Sementara IKN merupakan sebuah proyek ambisius dengan anggaran sebesar Rp 466 triliun hingga 2030, yang mana diharapkan mampu meningkatkan pemasukan negara melalui investasi serta perputaran uang yang beredar di dalamnya. Namun, IKN dikritik sebagai inisiatif eksklusif yang lebih menguntungkan investor besar ketimbang masyarakat luas. Pengalihan anggaran ke IKN, meskipun tidak secara langsung bersumber dari belanja K/L pada pos promosi media, justru semakin memperparah tekanan pada sektor lain karena APBN menjadi lebih ketat.

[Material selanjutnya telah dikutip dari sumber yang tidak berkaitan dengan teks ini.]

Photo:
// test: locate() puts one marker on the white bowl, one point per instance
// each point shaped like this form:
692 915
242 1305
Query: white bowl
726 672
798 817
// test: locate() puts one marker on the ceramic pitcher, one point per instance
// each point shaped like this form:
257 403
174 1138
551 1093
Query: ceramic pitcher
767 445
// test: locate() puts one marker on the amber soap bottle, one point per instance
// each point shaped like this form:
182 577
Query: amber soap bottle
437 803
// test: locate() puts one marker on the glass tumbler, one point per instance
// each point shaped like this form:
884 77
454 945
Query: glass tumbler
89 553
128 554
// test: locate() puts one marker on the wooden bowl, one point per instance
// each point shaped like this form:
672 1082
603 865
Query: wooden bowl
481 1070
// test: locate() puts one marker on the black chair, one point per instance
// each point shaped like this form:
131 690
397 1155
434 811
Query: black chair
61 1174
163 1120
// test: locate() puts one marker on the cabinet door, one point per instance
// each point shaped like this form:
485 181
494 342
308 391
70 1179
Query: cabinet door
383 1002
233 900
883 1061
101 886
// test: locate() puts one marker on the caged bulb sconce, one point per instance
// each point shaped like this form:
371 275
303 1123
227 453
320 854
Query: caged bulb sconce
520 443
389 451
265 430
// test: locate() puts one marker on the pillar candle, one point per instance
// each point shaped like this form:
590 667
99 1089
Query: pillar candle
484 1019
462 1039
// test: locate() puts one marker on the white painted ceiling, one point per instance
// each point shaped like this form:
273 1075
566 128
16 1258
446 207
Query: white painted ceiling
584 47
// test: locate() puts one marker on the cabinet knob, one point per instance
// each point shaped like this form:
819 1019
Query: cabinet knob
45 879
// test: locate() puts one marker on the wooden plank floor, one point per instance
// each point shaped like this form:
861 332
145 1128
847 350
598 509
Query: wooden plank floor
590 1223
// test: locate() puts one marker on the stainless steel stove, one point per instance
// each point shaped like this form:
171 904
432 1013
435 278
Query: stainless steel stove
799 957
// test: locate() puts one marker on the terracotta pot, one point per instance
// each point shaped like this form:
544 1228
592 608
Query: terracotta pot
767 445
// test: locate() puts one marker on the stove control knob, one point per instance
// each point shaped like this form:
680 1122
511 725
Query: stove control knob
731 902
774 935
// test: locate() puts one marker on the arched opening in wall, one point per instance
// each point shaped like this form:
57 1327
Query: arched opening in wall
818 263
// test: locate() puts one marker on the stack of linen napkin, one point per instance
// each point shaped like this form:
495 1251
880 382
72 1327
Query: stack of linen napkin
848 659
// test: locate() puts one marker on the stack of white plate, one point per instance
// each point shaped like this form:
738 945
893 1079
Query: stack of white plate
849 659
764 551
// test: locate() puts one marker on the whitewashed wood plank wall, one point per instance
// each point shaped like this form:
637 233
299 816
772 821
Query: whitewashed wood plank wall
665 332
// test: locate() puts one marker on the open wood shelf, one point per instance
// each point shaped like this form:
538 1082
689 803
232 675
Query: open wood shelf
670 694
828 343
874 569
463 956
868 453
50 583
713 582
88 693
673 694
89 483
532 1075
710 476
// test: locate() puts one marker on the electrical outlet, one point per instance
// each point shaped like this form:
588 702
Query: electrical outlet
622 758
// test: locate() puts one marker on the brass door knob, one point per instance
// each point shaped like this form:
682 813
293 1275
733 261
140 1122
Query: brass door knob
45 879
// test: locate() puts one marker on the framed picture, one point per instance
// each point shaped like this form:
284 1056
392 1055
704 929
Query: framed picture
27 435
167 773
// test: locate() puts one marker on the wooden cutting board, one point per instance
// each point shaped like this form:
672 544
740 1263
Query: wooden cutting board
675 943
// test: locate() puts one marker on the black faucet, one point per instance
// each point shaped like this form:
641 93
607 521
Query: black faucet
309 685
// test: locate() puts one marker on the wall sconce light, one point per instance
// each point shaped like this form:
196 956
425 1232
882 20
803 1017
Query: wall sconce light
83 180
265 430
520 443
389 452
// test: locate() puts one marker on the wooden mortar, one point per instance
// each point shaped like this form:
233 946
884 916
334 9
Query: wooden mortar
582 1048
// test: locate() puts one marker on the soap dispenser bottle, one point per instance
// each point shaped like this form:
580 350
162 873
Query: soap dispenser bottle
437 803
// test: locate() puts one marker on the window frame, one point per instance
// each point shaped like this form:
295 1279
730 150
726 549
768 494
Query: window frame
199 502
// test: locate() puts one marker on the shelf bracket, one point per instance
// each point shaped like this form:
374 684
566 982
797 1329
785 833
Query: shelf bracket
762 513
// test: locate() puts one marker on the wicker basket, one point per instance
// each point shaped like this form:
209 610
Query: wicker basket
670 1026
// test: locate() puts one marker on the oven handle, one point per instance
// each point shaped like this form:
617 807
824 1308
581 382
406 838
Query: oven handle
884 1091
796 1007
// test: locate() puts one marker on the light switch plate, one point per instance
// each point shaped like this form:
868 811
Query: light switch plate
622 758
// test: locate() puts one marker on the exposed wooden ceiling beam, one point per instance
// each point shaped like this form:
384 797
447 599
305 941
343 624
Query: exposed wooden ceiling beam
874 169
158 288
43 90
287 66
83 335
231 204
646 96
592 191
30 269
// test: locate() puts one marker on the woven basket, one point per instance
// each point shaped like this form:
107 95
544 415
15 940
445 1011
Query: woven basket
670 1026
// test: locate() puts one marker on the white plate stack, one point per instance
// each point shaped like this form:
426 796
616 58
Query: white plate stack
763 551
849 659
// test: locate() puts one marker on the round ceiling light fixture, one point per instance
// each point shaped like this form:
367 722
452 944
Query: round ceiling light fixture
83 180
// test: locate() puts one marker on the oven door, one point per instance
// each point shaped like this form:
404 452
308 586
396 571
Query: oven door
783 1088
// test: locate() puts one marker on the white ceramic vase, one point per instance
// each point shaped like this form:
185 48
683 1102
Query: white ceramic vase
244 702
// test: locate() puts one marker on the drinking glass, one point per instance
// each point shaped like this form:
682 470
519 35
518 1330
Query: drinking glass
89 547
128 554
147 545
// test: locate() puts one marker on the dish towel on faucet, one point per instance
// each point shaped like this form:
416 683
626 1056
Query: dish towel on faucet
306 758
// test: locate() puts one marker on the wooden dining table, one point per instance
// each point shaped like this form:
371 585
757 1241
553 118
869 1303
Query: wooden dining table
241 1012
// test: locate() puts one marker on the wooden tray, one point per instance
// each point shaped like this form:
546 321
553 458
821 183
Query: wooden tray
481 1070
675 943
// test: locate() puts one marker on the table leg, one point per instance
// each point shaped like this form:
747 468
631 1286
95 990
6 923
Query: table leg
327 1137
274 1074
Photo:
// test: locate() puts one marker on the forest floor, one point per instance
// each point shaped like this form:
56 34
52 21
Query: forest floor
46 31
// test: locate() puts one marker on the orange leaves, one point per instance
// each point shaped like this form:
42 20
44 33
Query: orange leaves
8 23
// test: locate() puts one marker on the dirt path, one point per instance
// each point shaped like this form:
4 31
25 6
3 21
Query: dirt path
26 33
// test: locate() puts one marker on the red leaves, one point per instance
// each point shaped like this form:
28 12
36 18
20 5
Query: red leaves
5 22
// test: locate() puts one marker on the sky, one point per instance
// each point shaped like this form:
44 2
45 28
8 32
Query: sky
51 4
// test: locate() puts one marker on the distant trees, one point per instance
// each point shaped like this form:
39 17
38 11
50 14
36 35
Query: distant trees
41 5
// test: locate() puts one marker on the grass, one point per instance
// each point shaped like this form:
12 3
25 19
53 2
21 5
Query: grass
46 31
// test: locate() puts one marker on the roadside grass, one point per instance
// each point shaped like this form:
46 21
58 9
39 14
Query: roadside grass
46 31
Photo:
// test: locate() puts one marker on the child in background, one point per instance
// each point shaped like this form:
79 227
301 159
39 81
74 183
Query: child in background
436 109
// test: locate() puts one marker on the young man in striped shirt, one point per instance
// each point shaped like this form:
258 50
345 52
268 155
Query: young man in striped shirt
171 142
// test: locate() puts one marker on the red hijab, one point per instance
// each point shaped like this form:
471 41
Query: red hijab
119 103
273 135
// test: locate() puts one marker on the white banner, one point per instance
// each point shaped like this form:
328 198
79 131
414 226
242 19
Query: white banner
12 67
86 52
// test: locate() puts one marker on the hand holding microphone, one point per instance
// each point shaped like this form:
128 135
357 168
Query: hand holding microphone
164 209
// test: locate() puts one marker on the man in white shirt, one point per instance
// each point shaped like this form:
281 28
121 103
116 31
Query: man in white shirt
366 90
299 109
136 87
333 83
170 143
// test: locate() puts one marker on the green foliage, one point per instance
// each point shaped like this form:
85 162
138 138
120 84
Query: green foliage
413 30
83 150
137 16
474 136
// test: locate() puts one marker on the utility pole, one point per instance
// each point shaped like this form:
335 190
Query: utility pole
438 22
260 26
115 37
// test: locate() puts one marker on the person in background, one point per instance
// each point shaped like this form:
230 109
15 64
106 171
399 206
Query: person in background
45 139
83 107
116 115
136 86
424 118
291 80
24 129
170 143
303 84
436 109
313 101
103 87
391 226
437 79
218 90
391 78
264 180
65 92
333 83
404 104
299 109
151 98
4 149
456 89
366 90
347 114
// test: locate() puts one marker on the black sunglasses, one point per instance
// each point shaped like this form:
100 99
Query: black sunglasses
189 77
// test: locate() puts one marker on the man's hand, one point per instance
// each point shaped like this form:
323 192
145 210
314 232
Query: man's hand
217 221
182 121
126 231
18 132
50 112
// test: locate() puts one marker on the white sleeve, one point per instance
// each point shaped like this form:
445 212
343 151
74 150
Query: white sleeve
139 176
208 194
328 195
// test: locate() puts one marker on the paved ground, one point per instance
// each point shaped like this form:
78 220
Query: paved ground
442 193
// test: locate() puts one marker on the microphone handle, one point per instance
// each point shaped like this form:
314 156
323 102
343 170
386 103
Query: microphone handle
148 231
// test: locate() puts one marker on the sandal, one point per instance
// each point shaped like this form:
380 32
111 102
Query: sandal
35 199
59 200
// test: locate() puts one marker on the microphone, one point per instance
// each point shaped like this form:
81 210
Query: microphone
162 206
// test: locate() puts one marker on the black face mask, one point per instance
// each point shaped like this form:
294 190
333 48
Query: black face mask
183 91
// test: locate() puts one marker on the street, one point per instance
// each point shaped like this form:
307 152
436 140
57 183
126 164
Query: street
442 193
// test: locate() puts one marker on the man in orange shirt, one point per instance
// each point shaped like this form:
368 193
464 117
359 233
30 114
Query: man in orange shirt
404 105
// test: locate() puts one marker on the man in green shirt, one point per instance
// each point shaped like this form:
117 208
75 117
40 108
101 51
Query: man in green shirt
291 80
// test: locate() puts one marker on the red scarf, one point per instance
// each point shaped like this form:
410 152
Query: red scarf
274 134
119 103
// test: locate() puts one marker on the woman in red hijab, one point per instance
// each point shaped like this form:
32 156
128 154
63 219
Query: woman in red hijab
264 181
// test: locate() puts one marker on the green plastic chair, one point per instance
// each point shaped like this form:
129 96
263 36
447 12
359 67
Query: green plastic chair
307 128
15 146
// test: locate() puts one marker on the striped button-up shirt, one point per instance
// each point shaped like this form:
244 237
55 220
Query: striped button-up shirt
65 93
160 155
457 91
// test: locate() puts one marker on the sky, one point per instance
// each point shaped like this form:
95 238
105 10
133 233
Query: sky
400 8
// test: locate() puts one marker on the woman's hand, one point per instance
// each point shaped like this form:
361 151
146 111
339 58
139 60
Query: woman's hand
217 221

Narasi bahwa MBG dan IKN adalah investasi jangka panjang untuk SDM dan pertumbuhan ekonomi begitu terasa hampa ketika pekerja media dan perhotelan kehilangan mata pencaharian mereka hari ini, esok, atau seminggu lagi.
Efek Domino
Efek domino dari kebijakan pemangkasan anggaran ini tidak bisa kita abaikan begitu saja, karena ketika anggaran promosi dipangkas, media lokal akan kehilangan kontrak iklan, memaksa mereka mengurangi staf atau bahkan menutup layanan mereka.
Baca juga: Gonjang-Ganjing Makan Bergizi Gratis (MBG) di Sumenep Dihentikan, Ada Problem Apa?
Jurnalis dan pekerja kreatif, yang sebagian besar adalah kelas menengah, menghadapi penurunan daya beli, yang kemudian memengaruhi bisnis lokal seperti warung makan atau transportasi. Di sektor perhotelan, penurunan acara pemerintah menyebabkan PHK di antara pekerja hotel, katering, dan jasa pendukung.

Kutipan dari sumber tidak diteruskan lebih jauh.